Neste ano, em que o dia se fez controverso, este atender ao chamado de ir à Avenida, de marchar, de cantar, de gritar, de ecoar palavras de ordem, desordem e esperança parece-me capital ante uma comunicação social que insiste em flertar com o fascismo. Neste dia de celebração de Abril, jornalistas preferiram ignorar o respeito à democracia e aos resistentes capitães de Abril. Esses preferiram cobiçar quem nega os princípios da Revolução dos Cravos e usa a democracia para nutrir o embrião do fascismo. Talvez por isto também me tenha apressado a alcançar a Avenida da Liberdade neste 25 de Abril.
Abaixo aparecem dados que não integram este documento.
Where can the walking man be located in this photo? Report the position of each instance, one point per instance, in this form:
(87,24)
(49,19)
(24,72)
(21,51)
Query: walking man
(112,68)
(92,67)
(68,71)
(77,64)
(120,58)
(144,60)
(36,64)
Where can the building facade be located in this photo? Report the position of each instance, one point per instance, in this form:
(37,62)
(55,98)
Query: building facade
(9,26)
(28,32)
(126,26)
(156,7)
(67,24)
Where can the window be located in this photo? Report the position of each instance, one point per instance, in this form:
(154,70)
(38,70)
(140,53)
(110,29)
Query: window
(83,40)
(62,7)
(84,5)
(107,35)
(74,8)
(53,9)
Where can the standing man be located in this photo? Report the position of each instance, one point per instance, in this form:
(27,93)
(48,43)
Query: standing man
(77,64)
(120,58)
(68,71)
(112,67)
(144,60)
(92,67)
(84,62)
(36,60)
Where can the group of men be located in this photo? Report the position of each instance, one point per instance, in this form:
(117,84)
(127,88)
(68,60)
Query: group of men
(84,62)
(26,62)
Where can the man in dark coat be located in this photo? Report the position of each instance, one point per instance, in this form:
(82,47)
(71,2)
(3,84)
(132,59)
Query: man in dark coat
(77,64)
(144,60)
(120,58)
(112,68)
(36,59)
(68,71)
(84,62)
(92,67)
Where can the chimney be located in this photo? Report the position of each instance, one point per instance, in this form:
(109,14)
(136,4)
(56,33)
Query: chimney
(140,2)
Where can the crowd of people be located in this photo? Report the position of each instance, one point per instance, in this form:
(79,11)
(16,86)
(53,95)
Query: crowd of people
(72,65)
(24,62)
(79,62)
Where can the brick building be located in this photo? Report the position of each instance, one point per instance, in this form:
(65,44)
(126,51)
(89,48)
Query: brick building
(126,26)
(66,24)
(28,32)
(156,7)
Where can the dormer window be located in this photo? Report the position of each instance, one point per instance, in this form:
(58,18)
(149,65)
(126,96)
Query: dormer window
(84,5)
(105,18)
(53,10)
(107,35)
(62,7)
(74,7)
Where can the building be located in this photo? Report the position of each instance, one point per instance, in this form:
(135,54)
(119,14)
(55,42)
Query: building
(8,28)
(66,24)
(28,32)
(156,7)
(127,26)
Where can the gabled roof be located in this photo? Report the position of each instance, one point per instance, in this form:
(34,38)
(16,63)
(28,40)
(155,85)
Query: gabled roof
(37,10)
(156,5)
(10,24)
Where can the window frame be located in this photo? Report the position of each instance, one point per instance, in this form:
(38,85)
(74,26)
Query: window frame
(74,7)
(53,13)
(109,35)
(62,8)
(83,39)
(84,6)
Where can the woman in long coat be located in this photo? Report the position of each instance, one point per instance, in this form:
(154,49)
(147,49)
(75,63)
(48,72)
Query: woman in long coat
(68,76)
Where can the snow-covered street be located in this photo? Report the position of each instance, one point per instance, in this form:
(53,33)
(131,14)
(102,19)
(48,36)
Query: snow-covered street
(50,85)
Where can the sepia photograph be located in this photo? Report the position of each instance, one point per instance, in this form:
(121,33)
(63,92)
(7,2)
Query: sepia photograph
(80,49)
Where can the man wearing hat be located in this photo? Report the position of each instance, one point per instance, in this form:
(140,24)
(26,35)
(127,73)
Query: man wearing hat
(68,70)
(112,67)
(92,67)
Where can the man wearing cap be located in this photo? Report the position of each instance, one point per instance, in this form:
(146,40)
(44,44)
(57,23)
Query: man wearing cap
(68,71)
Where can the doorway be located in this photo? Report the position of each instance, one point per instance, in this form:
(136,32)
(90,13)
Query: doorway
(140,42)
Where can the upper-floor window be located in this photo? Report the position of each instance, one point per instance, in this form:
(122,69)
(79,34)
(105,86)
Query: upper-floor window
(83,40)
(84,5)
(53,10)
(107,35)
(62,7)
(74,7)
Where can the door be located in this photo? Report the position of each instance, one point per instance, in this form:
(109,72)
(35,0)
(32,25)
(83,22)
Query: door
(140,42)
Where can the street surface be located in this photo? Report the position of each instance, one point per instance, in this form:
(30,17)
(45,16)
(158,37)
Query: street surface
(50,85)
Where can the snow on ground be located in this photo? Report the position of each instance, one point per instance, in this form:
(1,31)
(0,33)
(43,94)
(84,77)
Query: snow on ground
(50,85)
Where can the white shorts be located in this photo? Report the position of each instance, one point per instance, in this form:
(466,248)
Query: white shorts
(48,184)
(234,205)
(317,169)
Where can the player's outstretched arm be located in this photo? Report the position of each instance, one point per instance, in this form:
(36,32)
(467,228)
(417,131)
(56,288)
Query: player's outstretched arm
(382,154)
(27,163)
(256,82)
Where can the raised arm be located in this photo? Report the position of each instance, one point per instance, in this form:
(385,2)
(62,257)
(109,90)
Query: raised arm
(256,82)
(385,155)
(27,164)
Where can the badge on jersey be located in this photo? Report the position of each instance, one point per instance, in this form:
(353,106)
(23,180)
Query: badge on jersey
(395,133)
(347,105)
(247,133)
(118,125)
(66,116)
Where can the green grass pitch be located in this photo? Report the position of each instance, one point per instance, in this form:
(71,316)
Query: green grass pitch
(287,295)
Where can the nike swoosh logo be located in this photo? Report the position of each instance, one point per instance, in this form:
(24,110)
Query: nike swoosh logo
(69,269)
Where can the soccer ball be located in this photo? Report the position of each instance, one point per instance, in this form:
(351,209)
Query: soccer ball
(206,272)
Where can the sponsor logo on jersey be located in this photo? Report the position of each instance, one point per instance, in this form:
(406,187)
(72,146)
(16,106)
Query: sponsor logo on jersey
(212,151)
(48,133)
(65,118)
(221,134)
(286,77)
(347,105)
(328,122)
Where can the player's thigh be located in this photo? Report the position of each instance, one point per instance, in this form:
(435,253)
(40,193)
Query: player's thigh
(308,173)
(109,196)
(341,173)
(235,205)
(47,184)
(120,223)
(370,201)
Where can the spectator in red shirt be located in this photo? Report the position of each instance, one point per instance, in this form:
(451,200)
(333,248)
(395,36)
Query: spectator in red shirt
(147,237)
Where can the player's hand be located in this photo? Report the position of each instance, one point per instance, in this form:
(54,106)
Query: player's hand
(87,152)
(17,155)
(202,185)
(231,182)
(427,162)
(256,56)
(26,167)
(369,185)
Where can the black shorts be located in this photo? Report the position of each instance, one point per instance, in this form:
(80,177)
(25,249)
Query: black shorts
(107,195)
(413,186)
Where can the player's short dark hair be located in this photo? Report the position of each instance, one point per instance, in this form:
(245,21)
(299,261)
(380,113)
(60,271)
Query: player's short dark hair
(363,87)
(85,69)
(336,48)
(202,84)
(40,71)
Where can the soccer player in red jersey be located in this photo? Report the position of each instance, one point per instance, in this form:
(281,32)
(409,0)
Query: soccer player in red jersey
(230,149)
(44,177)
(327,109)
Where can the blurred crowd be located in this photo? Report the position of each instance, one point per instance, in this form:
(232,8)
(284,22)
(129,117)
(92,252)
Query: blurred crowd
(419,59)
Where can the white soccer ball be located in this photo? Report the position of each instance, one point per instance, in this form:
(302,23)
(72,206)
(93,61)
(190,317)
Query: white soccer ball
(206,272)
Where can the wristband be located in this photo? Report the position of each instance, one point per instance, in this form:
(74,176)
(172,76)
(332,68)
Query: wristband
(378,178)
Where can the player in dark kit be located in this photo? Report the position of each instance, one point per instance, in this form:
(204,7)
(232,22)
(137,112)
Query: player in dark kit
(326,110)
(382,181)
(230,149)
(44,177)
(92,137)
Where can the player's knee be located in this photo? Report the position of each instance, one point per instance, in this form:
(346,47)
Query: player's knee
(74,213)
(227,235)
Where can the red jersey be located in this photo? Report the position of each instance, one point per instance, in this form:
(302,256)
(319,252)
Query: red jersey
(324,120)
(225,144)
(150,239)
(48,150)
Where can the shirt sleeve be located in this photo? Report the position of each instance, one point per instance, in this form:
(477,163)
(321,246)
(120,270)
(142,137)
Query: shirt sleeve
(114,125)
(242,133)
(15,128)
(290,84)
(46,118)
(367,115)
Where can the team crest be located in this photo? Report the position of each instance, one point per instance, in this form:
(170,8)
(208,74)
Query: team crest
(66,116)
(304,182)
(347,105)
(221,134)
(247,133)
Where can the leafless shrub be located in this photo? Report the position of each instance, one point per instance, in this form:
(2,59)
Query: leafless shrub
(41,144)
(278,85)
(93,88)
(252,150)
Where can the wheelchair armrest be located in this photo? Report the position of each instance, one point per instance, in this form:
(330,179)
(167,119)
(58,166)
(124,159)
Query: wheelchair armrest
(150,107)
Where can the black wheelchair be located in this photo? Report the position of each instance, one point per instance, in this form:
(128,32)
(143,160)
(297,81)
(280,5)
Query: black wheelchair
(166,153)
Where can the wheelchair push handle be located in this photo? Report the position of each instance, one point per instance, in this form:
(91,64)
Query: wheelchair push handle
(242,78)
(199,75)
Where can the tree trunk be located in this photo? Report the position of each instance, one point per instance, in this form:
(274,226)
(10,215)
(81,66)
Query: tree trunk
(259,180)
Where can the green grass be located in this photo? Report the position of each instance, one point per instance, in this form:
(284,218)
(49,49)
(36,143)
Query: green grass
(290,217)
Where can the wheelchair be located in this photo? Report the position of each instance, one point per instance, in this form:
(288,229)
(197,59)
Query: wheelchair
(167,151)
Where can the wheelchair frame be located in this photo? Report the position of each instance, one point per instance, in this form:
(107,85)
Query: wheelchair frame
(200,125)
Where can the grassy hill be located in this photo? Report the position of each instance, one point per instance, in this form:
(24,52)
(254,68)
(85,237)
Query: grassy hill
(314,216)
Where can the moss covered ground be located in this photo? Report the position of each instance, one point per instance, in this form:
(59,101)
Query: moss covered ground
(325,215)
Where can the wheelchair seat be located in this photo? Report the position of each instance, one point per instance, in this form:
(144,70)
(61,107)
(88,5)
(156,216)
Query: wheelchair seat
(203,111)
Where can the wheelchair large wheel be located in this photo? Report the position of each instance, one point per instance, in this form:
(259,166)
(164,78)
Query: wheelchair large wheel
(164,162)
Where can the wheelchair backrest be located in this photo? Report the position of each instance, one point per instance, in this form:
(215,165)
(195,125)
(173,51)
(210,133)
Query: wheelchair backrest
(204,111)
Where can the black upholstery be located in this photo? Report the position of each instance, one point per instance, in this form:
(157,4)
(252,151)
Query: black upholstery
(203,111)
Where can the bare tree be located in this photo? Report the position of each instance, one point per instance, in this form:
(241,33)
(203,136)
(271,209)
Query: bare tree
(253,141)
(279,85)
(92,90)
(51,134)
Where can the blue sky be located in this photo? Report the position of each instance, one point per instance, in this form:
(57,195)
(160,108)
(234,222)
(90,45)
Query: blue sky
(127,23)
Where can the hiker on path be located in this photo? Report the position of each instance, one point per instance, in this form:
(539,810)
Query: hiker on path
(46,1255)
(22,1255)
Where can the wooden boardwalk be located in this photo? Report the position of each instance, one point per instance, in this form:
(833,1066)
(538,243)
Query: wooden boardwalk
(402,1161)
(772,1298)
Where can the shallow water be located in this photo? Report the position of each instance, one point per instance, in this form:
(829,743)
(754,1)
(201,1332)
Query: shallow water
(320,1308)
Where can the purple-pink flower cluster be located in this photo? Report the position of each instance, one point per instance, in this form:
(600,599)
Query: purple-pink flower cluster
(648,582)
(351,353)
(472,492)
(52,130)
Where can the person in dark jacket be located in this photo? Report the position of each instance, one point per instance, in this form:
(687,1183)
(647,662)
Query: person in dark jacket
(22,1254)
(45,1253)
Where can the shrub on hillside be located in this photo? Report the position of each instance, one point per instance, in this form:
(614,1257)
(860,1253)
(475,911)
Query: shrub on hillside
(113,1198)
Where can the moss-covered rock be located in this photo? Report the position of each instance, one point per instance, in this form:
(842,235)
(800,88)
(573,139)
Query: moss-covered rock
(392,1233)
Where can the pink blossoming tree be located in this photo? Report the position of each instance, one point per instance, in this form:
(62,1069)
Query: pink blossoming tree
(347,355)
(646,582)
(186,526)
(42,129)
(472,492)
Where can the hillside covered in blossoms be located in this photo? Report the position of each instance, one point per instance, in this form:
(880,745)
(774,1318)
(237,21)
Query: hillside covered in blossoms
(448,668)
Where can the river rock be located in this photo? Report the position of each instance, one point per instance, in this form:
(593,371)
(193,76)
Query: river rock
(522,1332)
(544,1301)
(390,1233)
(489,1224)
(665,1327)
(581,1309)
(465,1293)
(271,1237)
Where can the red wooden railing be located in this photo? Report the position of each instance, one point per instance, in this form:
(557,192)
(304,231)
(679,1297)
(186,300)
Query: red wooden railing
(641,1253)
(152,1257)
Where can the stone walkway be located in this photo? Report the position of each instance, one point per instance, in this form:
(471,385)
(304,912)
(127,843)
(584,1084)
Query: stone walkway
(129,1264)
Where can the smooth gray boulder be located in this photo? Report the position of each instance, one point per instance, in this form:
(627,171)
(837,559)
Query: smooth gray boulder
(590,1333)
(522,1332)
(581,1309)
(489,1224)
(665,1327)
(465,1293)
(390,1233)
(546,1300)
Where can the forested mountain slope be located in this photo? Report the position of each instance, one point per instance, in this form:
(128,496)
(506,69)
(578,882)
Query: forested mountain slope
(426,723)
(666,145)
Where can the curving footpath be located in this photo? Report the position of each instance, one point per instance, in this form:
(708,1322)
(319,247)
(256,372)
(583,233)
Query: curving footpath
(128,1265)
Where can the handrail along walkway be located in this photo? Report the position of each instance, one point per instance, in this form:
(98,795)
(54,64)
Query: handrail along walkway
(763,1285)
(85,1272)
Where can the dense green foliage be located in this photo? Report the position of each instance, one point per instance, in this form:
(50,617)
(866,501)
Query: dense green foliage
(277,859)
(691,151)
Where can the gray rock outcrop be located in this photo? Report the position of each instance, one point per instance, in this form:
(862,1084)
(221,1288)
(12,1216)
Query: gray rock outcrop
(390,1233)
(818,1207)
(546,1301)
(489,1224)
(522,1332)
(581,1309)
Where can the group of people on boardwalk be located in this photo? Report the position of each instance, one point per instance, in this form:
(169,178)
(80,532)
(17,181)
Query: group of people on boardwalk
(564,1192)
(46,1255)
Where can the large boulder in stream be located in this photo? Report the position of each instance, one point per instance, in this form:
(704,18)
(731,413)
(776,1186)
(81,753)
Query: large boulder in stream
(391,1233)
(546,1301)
Na televisão a opinião de quem tenta enxovalhar a República estava a ser propagandeada como se fosse uma voz sensata e honesta a acusar de desonesto alguém que nunca fugiu à responsabilidade de cuidar do seu povo e que, por isto, tirou milhares dos seus cidadãos do mapa da fome. Na televisão a opinião de quem anda de mãos dadas com grandes corruptos é propagada como se fosse um tratado anticorrupção. Insistir em ficar na frente do ecrã e contribuir para a audiência de quem contemporiza a renovação do fascismo corriqueiro do dia-a-dia é negar Abril e tudo o que esse gerou para todos e todas nós, indivíduos portugueses e de outras nacionalidades que hoje habitam este país.

Por tudo isso, quando vi gente a pulular em cada canto da Avenida da Liberdade, o aperto no peito deu lugar a uma alegria, a um contentamento, a um alento democrático. Foi o 25 de Abril mais colorido que até hoje testemunhei. A marcha evidenciou-se pela polifonia e pela multiplicidade de cores. É facto que as diferenças e as desigualdades insistirão em separarmo-nos a todos no dia-a-dia, dia a dia. Mas neste 25 ocupámos a ágora, tomámos o espaço público, fizemo-lo coletivo, assumimos a liberdade como nossa e fizemo-lo com ganas de justiça social.

Praticamente todo o tempo que estive na Avenida da Liberdade, fiquei nas proximidades da Rua das Pretas. Fiz umas fotografias amadoras com o meu telemóvel para guardar de lembrança, mesmo sabendo que a memória será a melhor caixa-forte para revisitar esta experiência.

Ao regressar à casa, vi de novo gente com pouca roupa no Jardim do Torel, a conversar, a ler, a beber, a banhar-se de sol e na piscina. No Campo Mártires da Pátria, voltei ao mesmo sítio onde pusera o pombo ferido. Ele já lá não estava. Espero que tenha reunido forças suficientes para andar e voar.